Ele faz críticas aos governos que se sucedem desde 2003. Mas são críticas, digamos assim, de um irmão mais velho. De quem está do mesmo lado. Reconhece que o governo tem limitações impostas pelo sistema político, e diz que elas resultam de uma espécie de “pecado original”: as alianças, que forçam a concessões ao capitalismo neoliberal. Mas ressalta: “Tanto o Lula como a Dilma gostariam de governar a serviço do povo mesmo, mas as alianças fizeram com que os governos populares estivessem sempre condicionados”.

E afirma a certeza de que, no Brasil, existem dois projetos em confronto. Um, neoliberal, de direita. “O neoliberalismo é a morte”, escreveu certa vez. “Não é um projeto que transforme o país”. Em contraposição a ele “há o projeto popular que atende essas necessidades básicas. Eu penso que esse projeto significa reforma agrária e agrícola, uma adequação do salário. Um projeto que dê um basta à dívida externa, chamem de moratória, renegociação etc.
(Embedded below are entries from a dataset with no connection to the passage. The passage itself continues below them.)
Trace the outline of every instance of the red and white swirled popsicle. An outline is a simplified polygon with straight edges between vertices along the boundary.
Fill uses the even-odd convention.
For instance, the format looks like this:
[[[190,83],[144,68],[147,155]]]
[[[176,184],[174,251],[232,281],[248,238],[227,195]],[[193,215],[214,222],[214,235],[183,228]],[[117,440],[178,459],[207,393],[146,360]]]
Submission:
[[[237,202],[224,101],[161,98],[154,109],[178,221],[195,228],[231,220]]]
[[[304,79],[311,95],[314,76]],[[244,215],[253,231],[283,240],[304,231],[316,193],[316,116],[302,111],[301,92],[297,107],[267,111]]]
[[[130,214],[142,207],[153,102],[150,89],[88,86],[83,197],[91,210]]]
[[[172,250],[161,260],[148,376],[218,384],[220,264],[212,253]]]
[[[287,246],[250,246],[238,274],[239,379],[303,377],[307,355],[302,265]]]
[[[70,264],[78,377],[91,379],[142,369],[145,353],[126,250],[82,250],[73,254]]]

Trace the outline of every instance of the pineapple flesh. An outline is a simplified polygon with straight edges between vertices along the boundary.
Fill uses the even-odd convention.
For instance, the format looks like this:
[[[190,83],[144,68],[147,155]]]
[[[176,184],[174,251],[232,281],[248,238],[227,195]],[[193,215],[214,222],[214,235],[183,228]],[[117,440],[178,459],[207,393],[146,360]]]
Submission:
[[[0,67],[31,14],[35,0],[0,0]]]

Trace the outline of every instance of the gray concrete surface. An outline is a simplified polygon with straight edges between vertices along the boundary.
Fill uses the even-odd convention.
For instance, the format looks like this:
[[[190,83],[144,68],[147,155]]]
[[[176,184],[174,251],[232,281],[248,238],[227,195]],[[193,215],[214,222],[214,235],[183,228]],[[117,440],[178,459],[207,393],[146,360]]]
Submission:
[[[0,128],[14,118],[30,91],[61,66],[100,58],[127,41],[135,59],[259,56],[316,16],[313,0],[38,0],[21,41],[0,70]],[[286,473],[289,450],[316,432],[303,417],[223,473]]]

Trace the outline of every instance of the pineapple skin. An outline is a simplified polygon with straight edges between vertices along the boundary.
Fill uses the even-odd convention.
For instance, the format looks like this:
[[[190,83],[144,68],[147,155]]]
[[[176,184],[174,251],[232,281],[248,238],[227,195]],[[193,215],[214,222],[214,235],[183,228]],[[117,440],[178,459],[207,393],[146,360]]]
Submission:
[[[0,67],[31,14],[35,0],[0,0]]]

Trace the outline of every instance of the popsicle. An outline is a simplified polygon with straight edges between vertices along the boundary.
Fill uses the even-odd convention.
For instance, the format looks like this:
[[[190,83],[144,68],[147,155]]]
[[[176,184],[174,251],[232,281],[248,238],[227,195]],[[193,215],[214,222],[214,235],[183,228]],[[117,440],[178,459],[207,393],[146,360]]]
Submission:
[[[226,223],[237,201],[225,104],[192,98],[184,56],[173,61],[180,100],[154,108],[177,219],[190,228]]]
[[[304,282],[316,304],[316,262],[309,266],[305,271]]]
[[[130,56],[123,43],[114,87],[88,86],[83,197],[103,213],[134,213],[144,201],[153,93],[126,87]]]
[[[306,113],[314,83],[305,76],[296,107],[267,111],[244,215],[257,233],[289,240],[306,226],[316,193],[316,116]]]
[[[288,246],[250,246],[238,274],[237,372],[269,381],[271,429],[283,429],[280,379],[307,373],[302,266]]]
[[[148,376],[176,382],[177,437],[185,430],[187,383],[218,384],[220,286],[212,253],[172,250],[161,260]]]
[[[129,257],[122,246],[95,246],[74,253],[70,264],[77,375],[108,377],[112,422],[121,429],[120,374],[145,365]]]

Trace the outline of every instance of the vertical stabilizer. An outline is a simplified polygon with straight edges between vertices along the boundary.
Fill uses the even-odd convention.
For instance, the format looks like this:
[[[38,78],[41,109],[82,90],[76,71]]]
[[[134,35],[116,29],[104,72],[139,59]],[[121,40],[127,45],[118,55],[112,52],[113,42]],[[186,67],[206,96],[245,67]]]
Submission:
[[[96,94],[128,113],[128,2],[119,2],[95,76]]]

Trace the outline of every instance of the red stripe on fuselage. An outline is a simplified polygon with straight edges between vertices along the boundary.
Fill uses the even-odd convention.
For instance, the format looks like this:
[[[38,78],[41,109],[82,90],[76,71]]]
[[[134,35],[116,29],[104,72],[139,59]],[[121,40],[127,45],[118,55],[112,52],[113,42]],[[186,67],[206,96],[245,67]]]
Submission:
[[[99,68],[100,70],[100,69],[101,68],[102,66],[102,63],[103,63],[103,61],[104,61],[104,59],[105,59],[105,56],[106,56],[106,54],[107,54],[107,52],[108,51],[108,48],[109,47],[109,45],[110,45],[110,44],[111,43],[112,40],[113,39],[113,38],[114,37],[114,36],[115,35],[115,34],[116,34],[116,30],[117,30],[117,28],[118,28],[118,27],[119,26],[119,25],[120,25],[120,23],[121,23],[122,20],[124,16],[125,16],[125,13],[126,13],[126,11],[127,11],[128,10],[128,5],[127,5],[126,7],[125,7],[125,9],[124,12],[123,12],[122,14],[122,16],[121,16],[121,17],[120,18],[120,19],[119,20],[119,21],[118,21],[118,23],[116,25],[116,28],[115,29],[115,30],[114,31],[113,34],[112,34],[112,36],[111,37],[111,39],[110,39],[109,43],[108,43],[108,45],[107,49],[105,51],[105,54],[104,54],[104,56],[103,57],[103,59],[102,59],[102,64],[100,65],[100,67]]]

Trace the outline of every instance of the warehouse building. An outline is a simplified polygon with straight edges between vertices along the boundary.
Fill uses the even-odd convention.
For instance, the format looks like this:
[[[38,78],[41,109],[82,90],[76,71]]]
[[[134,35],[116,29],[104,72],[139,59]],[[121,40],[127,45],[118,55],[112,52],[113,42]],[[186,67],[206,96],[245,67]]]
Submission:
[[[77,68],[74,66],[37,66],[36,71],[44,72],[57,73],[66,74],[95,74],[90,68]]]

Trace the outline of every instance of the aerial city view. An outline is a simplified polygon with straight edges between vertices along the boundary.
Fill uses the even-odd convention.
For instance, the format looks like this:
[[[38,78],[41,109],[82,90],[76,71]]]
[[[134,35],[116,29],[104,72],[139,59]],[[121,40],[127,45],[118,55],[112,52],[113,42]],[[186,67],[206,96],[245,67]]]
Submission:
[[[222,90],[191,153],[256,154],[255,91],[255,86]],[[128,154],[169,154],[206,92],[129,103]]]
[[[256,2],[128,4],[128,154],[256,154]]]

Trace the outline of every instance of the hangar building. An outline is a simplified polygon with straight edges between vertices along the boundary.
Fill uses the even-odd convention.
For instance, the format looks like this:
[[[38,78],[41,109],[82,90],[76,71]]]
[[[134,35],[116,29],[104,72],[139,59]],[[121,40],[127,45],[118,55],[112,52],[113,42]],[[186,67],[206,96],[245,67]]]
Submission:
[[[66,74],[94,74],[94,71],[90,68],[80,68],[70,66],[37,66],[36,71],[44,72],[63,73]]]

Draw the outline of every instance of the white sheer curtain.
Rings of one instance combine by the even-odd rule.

Um projeto que reconheça o Brasil pluriétnico, pluricultural e plurinacional. E que faça o possível para que possamos viver com tranqüilidade, numa convivência fraterna. Um projeto que seja latino-americano”. É uma utopia, concorda. E diz: “só vivo pela utopia. Outro tipo de mundo, este não serve, massacra, exclui”.

Na terça-feira (16/02) Pedro completou 88 anos. Uma vida digna, plena, vida de um homem que, sendo um príncipe da Igreja, tem um lado do qual nunca fugiu: o lado do povo.